Once upon a time, the running joke in enterprise technology was that even if using a really compelling new product might deliver a competitive advantage, no one ever got fired for buying IBM. Dell Technologies now appears to want that mantle for itself.
The first Dell EMC World event since Michael Dell engineered one of the most complex and expensive deals in tech history kicked off Monday in Las Vegas, and Dell and fellow executives described a comfortable, familiar world of IT based around servers, storage, and networking managed by in-house professionals. The company made several announcements of new gear, but the overall goal was to convince tech buyers that despite the surge of interest in enterprise cloud computing, building and maintaining your own infrastructure is still way cool.
“Cloud is not a place, but a way of doing information technology,” said Dell in his opening remarks highlighting the scale of Dell Technologies.
The conglomerate — which includes PCs from Dell, servers and storage from Dell EMC, virtualization software from VMware, and cloud services through Pivotal and Virtustream — does indeed offer an impressive array of products and services for companies that want to maintain their own technology on-premise. TechRepublic has a good rundown of the hardware-related announcements Dell unveiled at the event, and Bloomberg has a separate story on Dell’s corporate venture capital division coming out of “stealth” after having invested in over 70 companies.
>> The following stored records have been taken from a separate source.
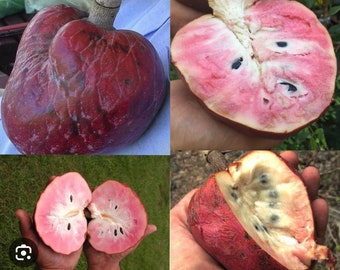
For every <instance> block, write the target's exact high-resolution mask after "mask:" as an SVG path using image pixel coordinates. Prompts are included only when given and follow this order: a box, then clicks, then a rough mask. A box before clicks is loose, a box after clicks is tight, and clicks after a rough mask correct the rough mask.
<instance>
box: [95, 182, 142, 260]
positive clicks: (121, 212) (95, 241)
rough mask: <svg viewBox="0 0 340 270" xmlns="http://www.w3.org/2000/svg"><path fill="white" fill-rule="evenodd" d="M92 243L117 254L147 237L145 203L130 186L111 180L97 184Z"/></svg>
mask: <svg viewBox="0 0 340 270" xmlns="http://www.w3.org/2000/svg"><path fill="white" fill-rule="evenodd" d="M88 208H89V210H90V211H91V217H92V218H93V219H92V220H91V221H90V223H89V225H88V234H89V242H90V244H91V245H92V246H93V247H94V248H95V249H96V250H99V251H103V252H106V253H108V254H116V253H121V252H124V251H126V250H127V249H129V248H132V247H134V246H135V245H136V244H138V243H139V241H140V240H141V239H142V237H143V236H144V233H145V230H146V227H147V224H148V221H147V214H146V212H145V209H144V206H143V204H142V202H141V201H140V200H139V198H138V196H137V195H136V193H135V192H134V191H133V190H131V189H130V188H129V187H128V186H126V185H124V184H122V183H119V182H117V181H113V180H108V181H106V182H104V183H103V184H102V185H100V186H99V187H97V188H96V189H95V190H94V191H93V194H92V201H91V203H90V205H89V207H88Z"/></svg>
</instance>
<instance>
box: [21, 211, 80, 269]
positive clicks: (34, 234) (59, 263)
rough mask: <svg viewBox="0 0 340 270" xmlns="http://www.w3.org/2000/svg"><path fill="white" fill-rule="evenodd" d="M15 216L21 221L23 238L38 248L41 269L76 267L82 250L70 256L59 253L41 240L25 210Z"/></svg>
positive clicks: (58, 268) (37, 263) (38, 265)
mask: <svg viewBox="0 0 340 270" xmlns="http://www.w3.org/2000/svg"><path fill="white" fill-rule="evenodd" d="M15 215H16V217H17V218H18V220H19V226H20V231H21V235H22V237H23V238H27V239H29V240H31V241H33V242H34V243H35V245H36V246H37V248H38V258H37V261H36V263H37V266H38V268H39V269H54V270H56V269H63V270H71V269H74V268H75V267H76V265H77V263H78V261H79V258H80V255H81V252H82V249H81V248H80V249H79V250H77V251H75V252H73V253H71V254H69V255H64V254H60V253H57V252H55V251H53V250H52V249H51V248H50V247H48V246H46V245H45V244H44V242H43V241H42V240H41V239H40V237H39V236H38V234H37V232H36V231H35V229H34V226H33V223H32V220H31V217H30V216H29V214H28V213H27V212H26V211H25V210H22V209H18V210H17V211H16V212H15Z"/></svg>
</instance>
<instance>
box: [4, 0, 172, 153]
mask: <svg viewBox="0 0 340 270" xmlns="http://www.w3.org/2000/svg"><path fill="white" fill-rule="evenodd" d="M114 27H115V28H116V29H129V30H133V31H136V32H138V33H140V34H142V35H143V36H145V37H146V38H147V39H148V40H149V41H150V42H151V43H152V44H153V45H154V47H155V49H156V50H157V52H158V54H159V56H160V58H161V60H162V63H163V66H164V71H165V74H167V76H168V80H169V68H170V0H143V1H141V0H122V5H121V8H120V10H119V13H118V15H117V17H116V19H115V22H114ZM169 95H170V94H169V89H167V97H166V100H165V103H164V104H163V107H162V108H161V110H160V111H159V113H158V114H157V116H156V118H155V119H154V121H153V122H152V124H151V126H150V127H149V129H148V130H147V131H146V132H145V133H144V134H143V135H142V137H141V138H139V139H138V140H137V141H136V142H134V143H133V144H131V145H129V146H127V147H125V148H122V149H120V150H118V151H115V152H110V151H109V150H105V149H104V150H103V151H102V153H101V154H120V155H169V154H170V97H169ZM0 104H1V98H0ZM0 122H1V124H0V154H19V152H18V150H17V149H16V148H15V146H14V145H13V144H12V143H11V142H10V140H9V139H8V137H7V135H6V133H5V131H4V130H3V126H2V121H1V115H0Z"/></svg>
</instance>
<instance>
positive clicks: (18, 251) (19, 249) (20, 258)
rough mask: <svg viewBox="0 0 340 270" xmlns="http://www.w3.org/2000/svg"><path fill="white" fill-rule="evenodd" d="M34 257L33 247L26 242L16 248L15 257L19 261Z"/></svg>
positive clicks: (23, 260)
mask: <svg viewBox="0 0 340 270" xmlns="http://www.w3.org/2000/svg"><path fill="white" fill-rule="evenodd" d="M31 258H32V248H31V247H30V246H28V245H26V244H21V245H20V246H17V247H16V248H15V259H16V260H18V261H25V260H28V261H29V260H30V259H31Z"/></svg>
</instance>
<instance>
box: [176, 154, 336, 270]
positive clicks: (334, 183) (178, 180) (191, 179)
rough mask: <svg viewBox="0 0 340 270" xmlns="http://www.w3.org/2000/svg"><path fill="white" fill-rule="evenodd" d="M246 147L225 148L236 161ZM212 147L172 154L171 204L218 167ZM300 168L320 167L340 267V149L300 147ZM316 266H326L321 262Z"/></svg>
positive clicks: (329, 237)
mask: <svg viewBox="0 0 340 270" xmlns="http://www.w3.org/2000/svg"><path fill="white" fill-rule="evenodd" d="M245 152H246V151H226V152H223V154H224V156H225V158H226V160H227V161H228V162H232V161H234V160H236V159H238V158H239V157H240V156H242V155H243V154H244V153H245ZM208 153H209V152H208V151H199V152H196V151H177V152H173V153H172V154H171V156H170V170H171V206H172V207H173V206H174V205H175V204H176V203H177V202H178V201H179V200H180V199H181V198H182V197H183V196H184V195H185V194H186V193H187V192H189V191H190V190H192V189H193V188H196V187H199V186H201V185H202V184H203V183H204V182H205V180H206V179H207V178H208V177H209V175H210V174H212V173H213V172H214V168H213V167H212V165H211V164H210V163H209V162H208V161H207V155H208ZM298 155H299V160H300V164H299V167H298V170H299V171H302V169H303V168H305V167H306V166H315V167H316V168H318V170H319V172H320V176H321V180H320V189H319V196H320V197H321V198H324V199H326V200H327V202H328V205H329V220H328V226H327V231H326V241H325V245H327V246H328V247H329V248H330V249H331V250H332V252H333V254H334V255H335V257H336V260H337V265H336V269H337V270H339V269H340V151H322V152H316V151H299V152H298ZM315 269H326V268H324V267H322V266H320V265H317V266H316V267H315Z"/></svg>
Dell has a minor point, in that a lot of modern data center management and application development practices like containerization and devops get described as “cloud.” This is probably how the term “private cloud” came about, in that you can apply a lot of the breakthroughs in modern software development to servers that you own and control.
But the “cloud” really is a place: it can be found in the managed data centers of Amazon Web Services, Microsoft Azure, Google Cloud Platform, IBM Bluemix, and others. Nearly all the growth in information technology spending over the next several years will flow to the public cloud, according to IDC.
Michael Dell, of course, knows all this. The company was smart enough to tout its relationships with big cloud providers across all the as-a-service acronyms, and Virtustream and Pivotal are options for certain customers who want to outsource workload management. Yet the massive financial engineering project that he undertook to create Dell Technologies mostly hangs on the notion that enterprise customers who want to run workloads in house — for reasons that may or may not make sense — will buy gear from the conglomerate instead of moving their data and workloads into the public cloud.
So, Dell Technologies is a bet that enterprise computing won’t move as quickly or as fully into the cloud as many people believe it will. Three companies that have thrived in the period after the decline of the first iteration of Dell Computers — Amazon, Microsoft, and Google — clearly see the world differently.